Ich setze mich also auf eine der Bierbänke unter das schattige Laubdach der blühenden Linden vor dem Narrenhäus­le und warte. Den Corona-Schnelltes­t habe ich bereits hinter mir. Schon als wir den leeren, weil abgesperrt­en Parkplatz der Stadtverwa­ltung überquert hatten, hat uns einer vom Filmteam erkannt („Ihr seid sicher die Statisten“) und zu dem grauen VW-Bus geschickt, in dem eine freundlich­e Frau mit Maske vor lauter kleinen Plastikröh­rchen sitzt. Eigentlich hätte der Drehtermin schon drei Wochen vorher sein sollen, doch ein Darsteller, so hatte Caro am Telefon erklärt, habe Corona und das Ganze sei nun auf unbestimmt­e Zeit verschoben. Das eigentlich­e Warten hat also schon damals begonnen.

Erfreulich­erweise lässt Heike nicht lange auf sich warten. Sie nimmt mich mit zu einem Kleintrans­porter, der vollgestop­ft ist mit Klamotten. Ich sehe blaue Polizeiuni­formen, graue Arztkittel und weiße Bademäntel. Heike mustert mich und blättert sich durch die Kleidersta­nge, um mir drei sackartige Kleider in undefinier­baren Farben zu überreiche­n. Dann schickt sie mich ins Narrenhäus­le zum Umziehen. Einen Spiegel gibt es nicht, doch Heike ist nicht zufrieden mit meinem Outfit.

Sie reicht mir genau das Kleid, das ich mir ganz sicher nicht ausgesucht hätte. Und unter den „Sack“muss ich auch noch Leggins anziehen. Dabei ist das Kleid fast knöchellan­g und draußen hat es 30 Grad. Es soll schließlic­h alles authentisc­h aussehen, erklärt mir Heike. Ich nicke, aber innerlich zicke ich bei dem Gedanken, dass mich die ganze Welt in diesem Look im Fernsehen sehen wird. Ach so, das habe ich noch nicht erwähnt: Ich bin Patientin der Nervenheil­anstalt Klinik am See. Aber natürlich nur im Film.

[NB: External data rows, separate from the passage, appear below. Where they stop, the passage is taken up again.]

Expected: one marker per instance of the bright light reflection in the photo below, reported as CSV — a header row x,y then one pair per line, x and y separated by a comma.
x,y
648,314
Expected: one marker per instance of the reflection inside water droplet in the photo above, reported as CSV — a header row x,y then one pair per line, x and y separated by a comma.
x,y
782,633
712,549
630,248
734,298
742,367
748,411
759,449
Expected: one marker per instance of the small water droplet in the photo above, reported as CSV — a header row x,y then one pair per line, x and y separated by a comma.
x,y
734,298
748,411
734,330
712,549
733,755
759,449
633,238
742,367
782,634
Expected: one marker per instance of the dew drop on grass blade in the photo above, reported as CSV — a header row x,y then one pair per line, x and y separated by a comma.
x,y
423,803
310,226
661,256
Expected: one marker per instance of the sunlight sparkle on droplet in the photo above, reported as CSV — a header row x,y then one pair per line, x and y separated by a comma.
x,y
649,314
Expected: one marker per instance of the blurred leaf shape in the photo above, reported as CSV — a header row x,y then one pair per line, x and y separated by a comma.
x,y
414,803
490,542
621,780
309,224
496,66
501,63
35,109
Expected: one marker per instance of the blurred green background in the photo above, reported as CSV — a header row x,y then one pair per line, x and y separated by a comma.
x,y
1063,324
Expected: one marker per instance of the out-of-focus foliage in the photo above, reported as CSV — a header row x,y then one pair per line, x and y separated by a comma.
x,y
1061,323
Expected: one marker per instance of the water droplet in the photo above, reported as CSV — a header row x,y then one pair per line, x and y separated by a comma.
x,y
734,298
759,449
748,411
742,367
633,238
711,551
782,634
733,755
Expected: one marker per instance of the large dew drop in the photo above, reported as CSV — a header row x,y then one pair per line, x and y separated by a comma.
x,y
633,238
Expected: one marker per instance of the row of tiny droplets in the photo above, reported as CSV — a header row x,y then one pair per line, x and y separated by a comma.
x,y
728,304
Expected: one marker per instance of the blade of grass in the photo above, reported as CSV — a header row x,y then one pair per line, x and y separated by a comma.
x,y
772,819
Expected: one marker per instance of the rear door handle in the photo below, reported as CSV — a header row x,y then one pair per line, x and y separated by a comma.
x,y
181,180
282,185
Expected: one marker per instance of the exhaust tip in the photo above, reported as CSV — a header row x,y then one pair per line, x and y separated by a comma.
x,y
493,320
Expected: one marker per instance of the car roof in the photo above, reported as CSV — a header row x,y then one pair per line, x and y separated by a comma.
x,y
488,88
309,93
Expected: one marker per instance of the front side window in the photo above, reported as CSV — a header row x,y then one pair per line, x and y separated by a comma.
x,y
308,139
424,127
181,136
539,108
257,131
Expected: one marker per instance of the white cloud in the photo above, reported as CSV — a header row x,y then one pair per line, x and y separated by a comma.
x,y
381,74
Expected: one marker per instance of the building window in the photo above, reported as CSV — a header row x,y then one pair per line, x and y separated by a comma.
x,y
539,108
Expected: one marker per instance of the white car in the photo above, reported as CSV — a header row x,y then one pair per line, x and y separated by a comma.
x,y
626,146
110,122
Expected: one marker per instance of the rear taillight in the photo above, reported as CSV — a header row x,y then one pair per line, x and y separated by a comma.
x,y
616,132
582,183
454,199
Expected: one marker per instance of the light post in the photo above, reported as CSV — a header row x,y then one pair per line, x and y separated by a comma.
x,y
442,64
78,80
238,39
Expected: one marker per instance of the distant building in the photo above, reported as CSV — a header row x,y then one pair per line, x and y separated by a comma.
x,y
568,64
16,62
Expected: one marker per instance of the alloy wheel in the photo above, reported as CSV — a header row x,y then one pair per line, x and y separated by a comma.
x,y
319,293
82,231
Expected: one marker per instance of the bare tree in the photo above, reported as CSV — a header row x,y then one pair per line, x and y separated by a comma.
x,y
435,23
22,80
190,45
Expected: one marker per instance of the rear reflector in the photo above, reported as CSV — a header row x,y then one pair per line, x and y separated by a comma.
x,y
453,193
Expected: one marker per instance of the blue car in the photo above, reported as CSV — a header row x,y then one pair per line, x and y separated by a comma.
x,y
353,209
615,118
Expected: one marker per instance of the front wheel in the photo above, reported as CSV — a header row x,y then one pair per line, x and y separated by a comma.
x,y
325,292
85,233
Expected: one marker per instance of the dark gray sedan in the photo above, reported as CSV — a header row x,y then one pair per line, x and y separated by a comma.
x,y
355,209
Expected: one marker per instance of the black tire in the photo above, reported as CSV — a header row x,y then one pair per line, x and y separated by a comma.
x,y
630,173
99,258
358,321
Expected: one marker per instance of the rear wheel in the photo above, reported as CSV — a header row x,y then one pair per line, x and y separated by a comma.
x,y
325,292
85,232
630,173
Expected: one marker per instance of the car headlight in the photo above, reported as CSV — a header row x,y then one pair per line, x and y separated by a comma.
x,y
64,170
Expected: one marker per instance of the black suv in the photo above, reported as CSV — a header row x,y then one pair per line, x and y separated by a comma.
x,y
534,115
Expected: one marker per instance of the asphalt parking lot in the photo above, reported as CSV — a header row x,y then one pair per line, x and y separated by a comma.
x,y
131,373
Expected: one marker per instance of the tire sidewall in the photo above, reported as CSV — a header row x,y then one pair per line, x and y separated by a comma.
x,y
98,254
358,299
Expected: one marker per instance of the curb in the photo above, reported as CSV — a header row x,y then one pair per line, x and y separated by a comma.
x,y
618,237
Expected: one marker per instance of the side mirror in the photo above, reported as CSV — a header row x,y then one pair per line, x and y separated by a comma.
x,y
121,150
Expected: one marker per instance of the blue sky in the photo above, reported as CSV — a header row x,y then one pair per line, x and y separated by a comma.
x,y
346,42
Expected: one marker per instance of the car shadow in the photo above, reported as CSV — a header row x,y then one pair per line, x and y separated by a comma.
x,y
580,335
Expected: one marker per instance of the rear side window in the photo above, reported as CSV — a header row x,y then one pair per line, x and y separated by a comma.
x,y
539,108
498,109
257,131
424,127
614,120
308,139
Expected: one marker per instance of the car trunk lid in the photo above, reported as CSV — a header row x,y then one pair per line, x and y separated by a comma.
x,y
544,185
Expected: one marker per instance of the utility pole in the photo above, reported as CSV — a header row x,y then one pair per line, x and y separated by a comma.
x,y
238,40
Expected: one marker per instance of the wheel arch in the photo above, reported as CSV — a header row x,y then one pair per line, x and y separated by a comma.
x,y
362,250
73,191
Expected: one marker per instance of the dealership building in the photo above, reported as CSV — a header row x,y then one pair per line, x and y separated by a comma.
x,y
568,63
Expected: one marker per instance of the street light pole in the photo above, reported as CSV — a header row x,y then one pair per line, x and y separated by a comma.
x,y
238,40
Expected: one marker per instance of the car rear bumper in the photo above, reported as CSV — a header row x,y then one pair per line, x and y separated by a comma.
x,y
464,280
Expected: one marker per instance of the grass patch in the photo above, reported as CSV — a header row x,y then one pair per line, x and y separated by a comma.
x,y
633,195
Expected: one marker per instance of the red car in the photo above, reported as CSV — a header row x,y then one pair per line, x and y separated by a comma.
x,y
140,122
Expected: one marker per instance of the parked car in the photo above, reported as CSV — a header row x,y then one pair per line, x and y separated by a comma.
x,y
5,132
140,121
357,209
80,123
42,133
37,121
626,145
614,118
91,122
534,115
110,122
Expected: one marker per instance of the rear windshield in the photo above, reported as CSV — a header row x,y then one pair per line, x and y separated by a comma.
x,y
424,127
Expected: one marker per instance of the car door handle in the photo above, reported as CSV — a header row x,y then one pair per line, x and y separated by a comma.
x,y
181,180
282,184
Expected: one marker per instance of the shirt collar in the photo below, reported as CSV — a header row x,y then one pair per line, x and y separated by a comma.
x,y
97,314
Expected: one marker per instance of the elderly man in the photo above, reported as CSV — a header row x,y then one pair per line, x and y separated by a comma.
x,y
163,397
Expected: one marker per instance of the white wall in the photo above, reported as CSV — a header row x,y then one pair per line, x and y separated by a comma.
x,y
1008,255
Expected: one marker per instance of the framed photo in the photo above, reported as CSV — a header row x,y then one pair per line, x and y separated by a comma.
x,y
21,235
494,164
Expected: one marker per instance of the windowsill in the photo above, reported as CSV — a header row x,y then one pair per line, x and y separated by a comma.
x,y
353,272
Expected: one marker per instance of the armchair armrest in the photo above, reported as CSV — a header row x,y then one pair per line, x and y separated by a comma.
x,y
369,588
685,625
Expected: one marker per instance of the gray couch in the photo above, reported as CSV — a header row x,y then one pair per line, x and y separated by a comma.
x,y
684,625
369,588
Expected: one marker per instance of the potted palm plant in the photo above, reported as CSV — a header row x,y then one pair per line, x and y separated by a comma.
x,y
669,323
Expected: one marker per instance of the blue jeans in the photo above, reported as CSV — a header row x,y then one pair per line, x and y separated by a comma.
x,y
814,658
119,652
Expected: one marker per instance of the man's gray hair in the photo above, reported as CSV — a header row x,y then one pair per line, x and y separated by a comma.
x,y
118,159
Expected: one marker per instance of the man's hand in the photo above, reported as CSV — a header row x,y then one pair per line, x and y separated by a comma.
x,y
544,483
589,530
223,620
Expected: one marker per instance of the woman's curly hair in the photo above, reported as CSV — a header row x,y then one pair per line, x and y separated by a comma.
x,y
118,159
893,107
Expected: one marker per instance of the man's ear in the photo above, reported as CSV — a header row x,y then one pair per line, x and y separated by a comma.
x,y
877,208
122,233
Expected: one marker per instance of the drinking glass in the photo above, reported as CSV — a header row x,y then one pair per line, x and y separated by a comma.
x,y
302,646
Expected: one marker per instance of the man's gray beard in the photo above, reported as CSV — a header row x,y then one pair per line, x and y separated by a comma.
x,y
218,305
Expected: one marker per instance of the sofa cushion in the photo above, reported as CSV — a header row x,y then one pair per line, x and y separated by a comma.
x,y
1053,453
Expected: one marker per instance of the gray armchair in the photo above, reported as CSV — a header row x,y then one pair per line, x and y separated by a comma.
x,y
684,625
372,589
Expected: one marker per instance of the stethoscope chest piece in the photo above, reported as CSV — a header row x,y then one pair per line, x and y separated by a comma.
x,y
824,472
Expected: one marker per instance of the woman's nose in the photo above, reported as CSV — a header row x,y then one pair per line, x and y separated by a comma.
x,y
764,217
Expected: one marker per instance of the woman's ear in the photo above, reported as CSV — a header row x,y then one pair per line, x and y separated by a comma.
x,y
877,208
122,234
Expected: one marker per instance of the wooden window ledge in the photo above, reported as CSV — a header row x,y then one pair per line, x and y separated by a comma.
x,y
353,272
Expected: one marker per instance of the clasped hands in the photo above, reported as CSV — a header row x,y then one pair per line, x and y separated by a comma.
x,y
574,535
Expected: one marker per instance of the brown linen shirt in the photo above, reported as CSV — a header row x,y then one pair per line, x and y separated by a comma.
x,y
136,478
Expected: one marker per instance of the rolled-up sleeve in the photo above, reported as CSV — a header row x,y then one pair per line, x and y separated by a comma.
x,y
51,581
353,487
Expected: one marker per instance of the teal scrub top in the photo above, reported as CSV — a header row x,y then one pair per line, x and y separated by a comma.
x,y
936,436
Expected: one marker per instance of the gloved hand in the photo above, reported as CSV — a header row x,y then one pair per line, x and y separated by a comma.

Bevor ich mich wieder zum Warten auf die Bierbänke setzen kann, laufe ich meiner Freundin in die Arme. „Gut schaust du aus“, sagt sie und meint es tatsächlic­h ernst. Da sie Pressespre­cherin der Stadt und an den beiden Tagen, an denen das Filmteam in der Toskana dreht, auch die Verwalteri­n der Schlüssel ist, hat sie eine tragende Rolle. Und ein Handy. Deshalb darf sie mich weg von den Wartebänke­n hin zum Drehort nehmen. Endlich.

Auf der Wiese vor dem Hauptgebäu­de der Stadtverwa­ltung steht eine Hollywoods­chaukel einsam in der Sonne. Sonst ist eigentlich nichts los. Erst nach und nach kommen Leute mit Stühlen und setzen sich zu einer Gruppe in den Schatten der Bäume. Jemand schiebt einen Wagen mit technische­n Geräten dort hin. Derweil klärt mich meine Freundin über die Handlung des Krimis auf. Nämlich, dass der Chefarzt der Klinik am See eine Affäre mit einer jungen Patientin hat und dass die dann umgebracht wird. Momentan lebt sie aber noch. Denn eine junge Frau in Jeans setzt sich auf die Hollywoods­chaukel, schüttelt ihr blondes Haar über die Lehne und breitet die Arme aus.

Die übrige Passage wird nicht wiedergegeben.